Student: João Antônio de Ferreira
Title: An Algebraic framework for Data Analysis Workflows in Apache Spark
Advisors: Eduardo Soares Ogasawara (advisor),
Rafaelli de Carvalho Coutinho (co-advisor)
Eduardo Soares Ogasawara (CEFET/RJ) (president),
Rafaelli de Carvalho Coutinho (CEFET/RJ), Jorge de Abreu Soares (CEFET/RJ), Fabio Andre Machado Porto (LNCC), Leonardo Gresta Paulino Murta (UFF)
Day/Time: February 25, 2 pm
The typical activity of a data scientist involves the implementation of various processes that characterize data analysis experiments. In these analyzes there is a need to execute several codes in different programming languages (Python, R, C, Java, Kotlin and Scala) in different parallel and distributed processing environments. Depending on the complexity of the process and the numerous possibilities for distributed execution of these solutions, it may be necessary to spend a lot of energy on different implementations that take the data scientist away from his ultimate goal of producing knowledge from large volumes of data.
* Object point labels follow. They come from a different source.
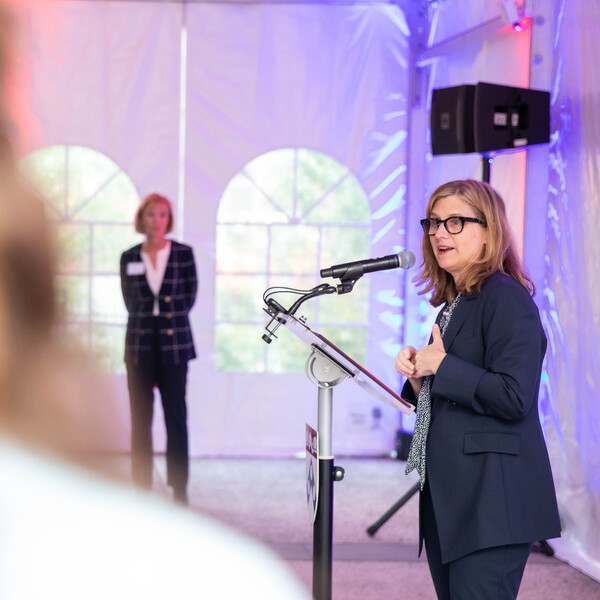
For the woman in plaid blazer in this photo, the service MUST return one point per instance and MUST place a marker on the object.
(158, 280)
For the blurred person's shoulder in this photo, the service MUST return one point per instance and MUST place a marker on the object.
(69, 534)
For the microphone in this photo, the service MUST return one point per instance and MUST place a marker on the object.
(404, 260)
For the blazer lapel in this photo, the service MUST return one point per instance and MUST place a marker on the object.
(459, 316)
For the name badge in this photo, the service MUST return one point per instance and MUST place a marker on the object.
(136, 268)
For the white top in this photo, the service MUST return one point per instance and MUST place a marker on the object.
(155, 275)
(66, 534)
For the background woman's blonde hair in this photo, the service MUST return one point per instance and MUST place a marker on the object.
(153, 198)
(499, 253)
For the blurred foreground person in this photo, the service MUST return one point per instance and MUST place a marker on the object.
(486, 486)
(65, 533)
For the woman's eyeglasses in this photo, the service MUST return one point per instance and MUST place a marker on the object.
(453, 225)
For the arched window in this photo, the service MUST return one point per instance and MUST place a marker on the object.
(282, 218)
(93, 203)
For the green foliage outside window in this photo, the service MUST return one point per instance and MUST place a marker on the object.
(282, 218)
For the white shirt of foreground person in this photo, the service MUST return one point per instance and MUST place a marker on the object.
(65, 534)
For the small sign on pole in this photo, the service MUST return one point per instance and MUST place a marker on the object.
(312, 472)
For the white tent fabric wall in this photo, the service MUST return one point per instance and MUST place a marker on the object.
(571, 310)
(327, 78)
(106, 75)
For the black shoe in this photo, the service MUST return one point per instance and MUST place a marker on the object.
(180, 496)
(543, 547)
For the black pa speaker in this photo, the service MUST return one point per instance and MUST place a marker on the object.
(487, 117)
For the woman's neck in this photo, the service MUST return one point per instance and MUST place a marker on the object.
(153, 244)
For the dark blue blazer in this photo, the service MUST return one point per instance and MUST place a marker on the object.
(487, 464)
(175, 299)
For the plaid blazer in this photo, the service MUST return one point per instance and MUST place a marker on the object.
(175, 299)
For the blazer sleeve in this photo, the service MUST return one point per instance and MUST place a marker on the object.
(496, 371)
(189, 279)
(125, 282)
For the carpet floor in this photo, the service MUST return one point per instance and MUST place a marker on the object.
(266, 499)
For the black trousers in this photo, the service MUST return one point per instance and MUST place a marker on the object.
(489, 573)
(171, 381)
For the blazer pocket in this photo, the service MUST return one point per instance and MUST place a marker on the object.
(503, 443)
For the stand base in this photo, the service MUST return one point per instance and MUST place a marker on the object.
(372, 530)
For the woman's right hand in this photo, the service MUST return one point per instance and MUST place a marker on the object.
(405, 365)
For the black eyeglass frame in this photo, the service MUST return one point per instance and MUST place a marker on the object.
(426, 222)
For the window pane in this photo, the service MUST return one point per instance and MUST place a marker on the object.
(241, 348)
(273, 173)
(316, 174)
(117, 200)
(346, 203)
(73, 248)
(293, 249)
(239, 298)
(321, 217)
(243, 202)
(107, 300)
(109, 242)
(73, 296)
(98, 191)
(241, 248)
(46, 169)
(343, 244)
(84, 183)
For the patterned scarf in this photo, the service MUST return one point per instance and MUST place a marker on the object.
(418, 446)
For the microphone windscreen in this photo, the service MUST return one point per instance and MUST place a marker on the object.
(406, 258)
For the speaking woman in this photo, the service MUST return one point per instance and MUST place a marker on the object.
(486, 486)
(158, 280)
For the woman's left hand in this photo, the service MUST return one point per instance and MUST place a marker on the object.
(429, 358)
In this context, this paper aims to support this difficulty by proposing the construction of WfF framework conceived from an algebraic approach that isolates the process modeling from the difficulty of optimally executing such workflows . An agnostic language was also created in the form of eDSL – Embedded domain-specific language inspired by the MDA (Model Driven Architecture) concepts, for dataflow (data-centric workflow) execution and a Scala code generator for deploy in the Apache Spark environment. Spark ecosystem functionalities were evaluated in the process of filter optimization (filter operator) and mappings (map operator) that operate on UDF using the SparkSQL Catalyst API, and the experiments demonstrated the feasibility of this approach.